India on Sunday crashed out of the Twenty20 World Cup after New Zealand beat Afghanistan to book the second semi-final berth from Group 2.
Virat Kohli's side, who went into the tournament as one of the favourites, thrashed Afghanistan and Scotland but it was too late after losing heavily to arch rival Pakistan and to New Zealand.
In the build-up, Indian regrouped just two days after the Indian Premier League ended on October 15 in Dubai, adding to the time that the players spent in draining Covid-19 bubble conditions.
"I am not saying don’t play cricket there (for franchises) but it is now BCCI’s responsibility to plan their cricket (schedule) better for the future," the 62-year-old Dev said of the Indian cricket board.
"What we can learn from this defeat is to not repeat the mistakes that have been made. This is the biggest lesson."
The Times of India daily said that preparations for the next T20 World Cup, in Australia next year, should begin immediately.

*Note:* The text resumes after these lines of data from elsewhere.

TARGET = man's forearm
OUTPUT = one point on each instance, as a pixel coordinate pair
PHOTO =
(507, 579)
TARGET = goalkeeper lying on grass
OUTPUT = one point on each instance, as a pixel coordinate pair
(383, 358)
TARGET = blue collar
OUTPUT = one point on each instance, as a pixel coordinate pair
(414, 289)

That includes infusing "fresh blood" into the side, such as partnering likely new T20 captain Rohit Sharma with Ruturaj Gaikwad at the top of the batting order and giving chances to Suryakumar Yadav, Harshal Patel and Deepak Chahar, the newspaper said.
The Hindustan Times reported that after their exit was sealed on Sunday, India called off a training session ahead of the final match against Namibia on Monday "as players brooded what might have been".
"India's inability to hold their weight in knockout rounds of ICC events has been sticking out like a sore thumb. This time they have also missed the bus to reach the last four," the newspaper said, bemoaning that India "failed to adapt and tweak their tactics according to the conditions".